Examples of acid dyes used in medicine include:

- Lee's stain (stains reddish-pink).
- Phosphotungstic Acid Hematoxylin (PTAH) stain (stains blue).
- Eosin stain (stains pinkish-orange).

===Food Industry===
Acid dyes can also be used as food colouring, helping to increase the attractiveness of certain foods, and thus becoming more appealing to customers. Some examples include erythrosine (red-pink), tartrazine (yellow), sunset yellow, and allura red, to name a few, many of which are azo dyes. These dyes can be used in frosting, cookies, bread, condiments or drinks. In order to prevent health hazards, a dye must be approved for consumption before it can be marked as edible. Some separation methods that can be used to identify unapproved dyes include the solid phase extraction process, the overpressured thin layer chromatography process, and the use of reversed-phase plates.

==Structures==
The chemistry of acid dyes is complex and diverse. Most acid dyes are related in basic structure to the following:

- Anthraquinone type: Many acid dyes are synthesized from chemical intermediates that form anthraquinone-like structures as their final state. Many blue dyes have this structure as their basic shape. The structure predominates in the leveling class of acid dye.
- Azo dyes: The structure of azo dyes contains the azo group (R-N=N−R. Most azo dyes are not acid dyes, but many acid dyes are azo dyes. Many acid dyes of the azo type are red in color.
- Triarylmethane dye: These predominate in the milling class of dye. There are many yellow and green dyes commercially applied to fibers that are related to triphenylmethane.

C.I. Acid Black 1
C.I. Acid Yellow 36
C.I. Acid Blue 117
C.I. Acid Orange 19
C.I. Acid Blue 25
C.I. Acid Orange 3

==Classes of acid dyes==
Acidic dyes can be classified according to their dyeing behavior. This includes their wet fastness, migration ability, and dyeing pH:

- Leveling acid dyes: These dyes have relatively low molecular weights. Consequently, they migrate more readily before fixation and they exhibit low wet fastness. They are not normally suited for use as apparel fabric. They require an acidic dye bath, often using sulfuric acid and sodium sulfate mixtures (pH2-4), together with leveling agents such as ethoxylated fatty amines.

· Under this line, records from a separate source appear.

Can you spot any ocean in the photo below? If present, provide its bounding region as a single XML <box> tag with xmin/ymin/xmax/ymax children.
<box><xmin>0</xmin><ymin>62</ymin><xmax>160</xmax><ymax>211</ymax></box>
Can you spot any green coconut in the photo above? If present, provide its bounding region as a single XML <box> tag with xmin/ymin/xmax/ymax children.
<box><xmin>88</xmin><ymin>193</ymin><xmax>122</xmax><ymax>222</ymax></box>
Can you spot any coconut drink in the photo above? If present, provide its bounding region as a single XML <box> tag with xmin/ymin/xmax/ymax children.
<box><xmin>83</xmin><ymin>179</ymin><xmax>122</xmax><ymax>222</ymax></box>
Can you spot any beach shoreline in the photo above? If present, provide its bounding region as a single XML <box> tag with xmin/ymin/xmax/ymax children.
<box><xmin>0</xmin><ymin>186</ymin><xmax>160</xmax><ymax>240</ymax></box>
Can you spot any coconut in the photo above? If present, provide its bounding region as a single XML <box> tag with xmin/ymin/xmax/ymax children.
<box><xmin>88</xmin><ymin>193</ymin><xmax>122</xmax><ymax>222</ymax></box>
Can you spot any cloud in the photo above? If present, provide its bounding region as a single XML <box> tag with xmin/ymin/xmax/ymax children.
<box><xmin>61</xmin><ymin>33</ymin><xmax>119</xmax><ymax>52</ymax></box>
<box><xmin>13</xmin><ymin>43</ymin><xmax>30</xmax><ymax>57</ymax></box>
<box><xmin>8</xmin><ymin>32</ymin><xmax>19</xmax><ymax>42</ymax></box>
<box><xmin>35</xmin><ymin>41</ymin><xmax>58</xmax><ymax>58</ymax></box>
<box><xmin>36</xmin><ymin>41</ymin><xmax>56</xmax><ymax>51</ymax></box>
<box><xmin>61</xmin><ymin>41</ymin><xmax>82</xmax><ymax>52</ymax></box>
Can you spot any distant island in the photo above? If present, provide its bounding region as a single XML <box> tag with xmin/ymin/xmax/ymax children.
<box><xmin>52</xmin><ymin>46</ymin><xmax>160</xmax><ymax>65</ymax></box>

- Milling dyes: These dyes are high molecule weight, with the result that migrates slowly. Consequently, they exhibit wet fastness, which is useful for dyeing wool materials. Milling acid dyes are sometimes called 'Neutral acid dyes' as they do not require an acidic dye bath. They are commonly applied using Acetic acid (pH4-7).

- Metal complex acid dyes: These dyes are composed of acid dye molecules complexed with a metal ion, which will usually be chromium or cobalt. Metal complex acid dyes have high molecular weights, giving them low mobility and high wet fastness. Due to this, they are commonly used on nylon and other synthetic polyamide fibers. Metal complex acid dyes are economical. However, they produce relatively dull shades. Metal complex acid dyes take a larger range of pH in the dyebath (pH2-7).

==Safety==
Some dyes are mutagenic and carcinogenic, including methyl orange, acid red 26, and trypan blue.